2. A “tool” could be a descriptor of a person and his/her lack of spine and mental capabilities. Stripped of these connotations and appointed alongside a certain collection of aids assigned for a certain impending quagmire, the role of a makeshift utensil is filled. As equally cherished instruments, man and object are set to produce entities that derive from, but do not imitate, recognizable subjects. Like a matryoshka doll, yet inconsiderate of scale and form, man and sculpture form the mold for sculpture.

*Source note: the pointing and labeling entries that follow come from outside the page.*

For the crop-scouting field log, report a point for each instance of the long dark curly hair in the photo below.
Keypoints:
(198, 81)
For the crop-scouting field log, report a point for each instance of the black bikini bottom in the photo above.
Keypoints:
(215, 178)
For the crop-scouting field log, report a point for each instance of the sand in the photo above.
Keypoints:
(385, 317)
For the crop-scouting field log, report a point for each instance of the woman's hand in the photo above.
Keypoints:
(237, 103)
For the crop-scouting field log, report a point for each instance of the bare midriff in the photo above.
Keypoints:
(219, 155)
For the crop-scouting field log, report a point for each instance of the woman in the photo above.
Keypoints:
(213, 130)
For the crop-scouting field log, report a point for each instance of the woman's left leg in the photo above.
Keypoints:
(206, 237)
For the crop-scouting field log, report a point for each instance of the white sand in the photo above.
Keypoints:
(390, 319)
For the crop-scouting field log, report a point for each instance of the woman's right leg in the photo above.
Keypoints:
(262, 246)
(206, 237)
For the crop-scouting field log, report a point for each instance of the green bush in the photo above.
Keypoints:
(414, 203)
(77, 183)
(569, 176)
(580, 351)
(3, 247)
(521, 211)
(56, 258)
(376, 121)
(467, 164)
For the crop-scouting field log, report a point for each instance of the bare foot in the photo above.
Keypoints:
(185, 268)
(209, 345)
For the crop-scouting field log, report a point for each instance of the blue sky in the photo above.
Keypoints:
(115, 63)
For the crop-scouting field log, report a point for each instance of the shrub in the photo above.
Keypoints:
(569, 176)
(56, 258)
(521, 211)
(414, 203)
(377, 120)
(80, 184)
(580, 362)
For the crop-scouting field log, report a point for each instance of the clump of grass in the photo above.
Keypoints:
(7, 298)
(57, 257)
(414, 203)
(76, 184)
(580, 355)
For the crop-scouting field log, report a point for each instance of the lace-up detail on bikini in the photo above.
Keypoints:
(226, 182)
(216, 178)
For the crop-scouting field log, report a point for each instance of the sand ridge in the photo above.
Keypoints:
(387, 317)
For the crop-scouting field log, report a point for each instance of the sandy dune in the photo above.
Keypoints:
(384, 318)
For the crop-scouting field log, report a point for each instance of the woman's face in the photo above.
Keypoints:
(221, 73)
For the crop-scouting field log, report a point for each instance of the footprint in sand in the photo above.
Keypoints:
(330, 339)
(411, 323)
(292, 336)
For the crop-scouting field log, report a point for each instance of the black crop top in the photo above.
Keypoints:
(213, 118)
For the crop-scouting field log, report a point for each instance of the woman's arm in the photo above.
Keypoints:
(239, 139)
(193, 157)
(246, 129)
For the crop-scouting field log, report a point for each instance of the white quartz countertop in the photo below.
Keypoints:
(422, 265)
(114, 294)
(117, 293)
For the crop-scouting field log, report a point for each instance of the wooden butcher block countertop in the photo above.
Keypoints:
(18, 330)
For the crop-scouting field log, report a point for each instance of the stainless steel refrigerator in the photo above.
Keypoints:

3. A distinguishing characteristic between a backdrop and a marouflage is that in the latter the architectural elements of the given space are harmoniously incorporated into the picture. Within a specific situation, the characteristics of the marouflage may change and be subsequently conceived as a non-deceptive trompe l’oeil, where two-dimensional entities are relieved by three-dimensional entities, and historical aura established by referential bits and pieces.
4. Cecil B. DeMille explains in his autobiography that when shooting The Warrens of Virginia he wanted to sculpt the subjects properly, making shadows where shadows would appear in nature. When his business partner Samuel Goldwyn saw the film with its monotone, out-of-focus backdrops and scenes in which only half an actor’s face was illuminated, he feared the exhibitors would pay only half the price for the picture. Once reassured that the technique was called the Rembrandt-method, Goldwyn’s reply was jubilant with relief: “For the Rembrandt-method the exhibitors would pay double!”
Anders Holen (b.1986, Skien, Norway, lives and works in Oslo) graduated from the Oslo National Academy of Arts in 2010, and works in the field of sculpture and installation. Holen examines abstraction as a form of visual communication, and utilizes cast sculpture production as a means to explore the notion of the clone. By cloning the object, and implementing layers of abstraction in the process, Holen seeks to interpose the inherent information of the object, deprive it of it´s heteronomous state, and create situations with alternate sculptural and linguistic potential. His installations are developed from this sculptural framework, and are best rendered as environments domesticated in regard to the objects.
In addition to his practice Holen is one of the founding members of Tidens Krav, an artist-run gallery in downtown Oslo. Holen´s work was recently shown in exhibitions such as Paraphernalia at Telemark Kunstnersenter, Skien, Now, Usually I don´t do This, but uh… at Grunerløkka Kunsthall, Oslo, Monsalvat at Bureau, New York, and Betweenuscolada at Rake Gallery, Trondheim.